Summary information and primary citation
- PDB-id
- 6ah0; SNAP-derived features in text and JSON formats;
DNAproDB
- Class
- splicing
- Method
- cryo-EM (5.7 Å)
- Summary
- The cryo-EM structure of the precusor of human pre-catalytic spliceosome (pre-b complex)
- Reference
- Zhan X, Yan C, Zhang X, Lei J, Shi Y (2018): "Structures of the human pre-catalytic spliceosome and its precursor spliceosome." Cell Res., 28, 1129-1140. doi: 10.1038/s41422-018-0094-7.
- Abstract
- The pre-catalytic spliceosome (B complex) is preceded by its precursor spliceosome (pre-B complex) and followed by the activated spliceosome (Bact complex). The pre-B-to-B and B-to-Bact transitions are driven by the ATPase/helicases Prp28 and Brr2, respectively. In this study, we report the cryo-electron microscopy structures of the human pre-B complex and the human B complex at an average resolution of 5.7 and 3.8 Å, respectively. In the pre-B complex, U1 and U2 small nuclear ribonucleoproteins (snRNPs) associate with two edges of the tetrahedron-shaped U4/U6.U5 tri-snRNP. The pre-mRNA is yet to be recognized by U5 or U6 small nuclear RNA (snRNA), and loop I of U5 snRNA remains unengaged.

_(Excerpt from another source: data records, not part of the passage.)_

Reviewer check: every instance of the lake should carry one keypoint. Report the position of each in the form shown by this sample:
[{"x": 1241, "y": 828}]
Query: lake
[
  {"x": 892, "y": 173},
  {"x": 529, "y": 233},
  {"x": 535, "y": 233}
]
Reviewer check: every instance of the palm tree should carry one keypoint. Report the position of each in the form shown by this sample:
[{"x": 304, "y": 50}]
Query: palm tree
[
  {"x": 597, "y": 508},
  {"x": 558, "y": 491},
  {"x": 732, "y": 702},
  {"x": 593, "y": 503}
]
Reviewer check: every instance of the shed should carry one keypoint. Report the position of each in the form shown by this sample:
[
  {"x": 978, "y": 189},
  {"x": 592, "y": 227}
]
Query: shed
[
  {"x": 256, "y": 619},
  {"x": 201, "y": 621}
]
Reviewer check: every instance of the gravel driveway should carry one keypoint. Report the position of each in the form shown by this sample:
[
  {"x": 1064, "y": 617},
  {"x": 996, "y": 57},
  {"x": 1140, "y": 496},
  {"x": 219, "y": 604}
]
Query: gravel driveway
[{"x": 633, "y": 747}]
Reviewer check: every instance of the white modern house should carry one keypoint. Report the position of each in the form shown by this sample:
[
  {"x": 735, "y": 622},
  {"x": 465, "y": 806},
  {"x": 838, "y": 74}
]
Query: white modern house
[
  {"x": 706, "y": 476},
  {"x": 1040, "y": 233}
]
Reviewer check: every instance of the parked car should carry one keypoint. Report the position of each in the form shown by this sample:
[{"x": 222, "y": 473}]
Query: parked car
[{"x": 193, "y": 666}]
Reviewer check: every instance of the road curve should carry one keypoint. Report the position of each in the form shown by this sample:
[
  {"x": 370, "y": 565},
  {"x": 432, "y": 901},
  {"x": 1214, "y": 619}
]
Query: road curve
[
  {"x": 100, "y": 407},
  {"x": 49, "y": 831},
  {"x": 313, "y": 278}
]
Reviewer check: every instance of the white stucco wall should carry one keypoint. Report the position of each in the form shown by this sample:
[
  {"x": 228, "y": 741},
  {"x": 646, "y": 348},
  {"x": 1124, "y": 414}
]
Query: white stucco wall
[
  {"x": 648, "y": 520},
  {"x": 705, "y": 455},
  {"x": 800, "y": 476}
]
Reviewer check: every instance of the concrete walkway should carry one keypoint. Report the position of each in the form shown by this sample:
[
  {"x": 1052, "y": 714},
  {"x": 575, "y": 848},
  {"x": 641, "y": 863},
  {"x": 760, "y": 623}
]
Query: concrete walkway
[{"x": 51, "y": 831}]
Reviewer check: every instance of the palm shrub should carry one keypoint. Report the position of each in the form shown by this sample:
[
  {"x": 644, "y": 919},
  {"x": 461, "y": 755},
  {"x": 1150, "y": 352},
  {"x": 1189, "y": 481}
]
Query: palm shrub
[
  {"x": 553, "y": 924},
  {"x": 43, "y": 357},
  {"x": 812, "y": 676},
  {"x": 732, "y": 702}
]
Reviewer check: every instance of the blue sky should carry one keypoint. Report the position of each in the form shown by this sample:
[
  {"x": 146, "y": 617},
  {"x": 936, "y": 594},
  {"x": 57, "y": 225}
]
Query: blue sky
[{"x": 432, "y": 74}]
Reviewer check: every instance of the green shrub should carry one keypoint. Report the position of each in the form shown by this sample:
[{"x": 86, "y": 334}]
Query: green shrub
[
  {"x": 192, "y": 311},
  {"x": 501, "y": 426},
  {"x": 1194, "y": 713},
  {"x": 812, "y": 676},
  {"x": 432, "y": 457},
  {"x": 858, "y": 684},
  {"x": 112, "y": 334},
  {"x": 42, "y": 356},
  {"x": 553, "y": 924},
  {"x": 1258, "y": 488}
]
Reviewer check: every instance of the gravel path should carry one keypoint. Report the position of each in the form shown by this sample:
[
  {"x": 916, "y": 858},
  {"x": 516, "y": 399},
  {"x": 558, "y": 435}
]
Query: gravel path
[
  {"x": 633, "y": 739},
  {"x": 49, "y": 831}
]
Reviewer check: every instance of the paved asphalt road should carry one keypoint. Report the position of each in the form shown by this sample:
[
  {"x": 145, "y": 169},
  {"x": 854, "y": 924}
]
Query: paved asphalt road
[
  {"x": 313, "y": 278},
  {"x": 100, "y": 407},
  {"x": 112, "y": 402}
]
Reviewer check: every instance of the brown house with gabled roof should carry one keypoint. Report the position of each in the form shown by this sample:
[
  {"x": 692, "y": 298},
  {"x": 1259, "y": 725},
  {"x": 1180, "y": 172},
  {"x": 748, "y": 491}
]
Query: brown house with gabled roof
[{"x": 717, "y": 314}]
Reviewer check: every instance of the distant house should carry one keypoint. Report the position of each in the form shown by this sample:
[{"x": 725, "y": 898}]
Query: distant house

In the B complex, U1 snRNP and Prp28 are dissociated, the 5'-exon is anchored to loop I of U5 snRNA, and the 5'-splice site is recognized by U6 snRNA through duplex formation. In sharp contrast to S. cerevisiae, most components of U2 snRNP and tri-snRNP, exemplified by Brr2, undergo pronounced rearrangements in the human pre-B-to-B transition. Structural analysis reveals mechanistic insights into the assembly and activation of the human spliceosome.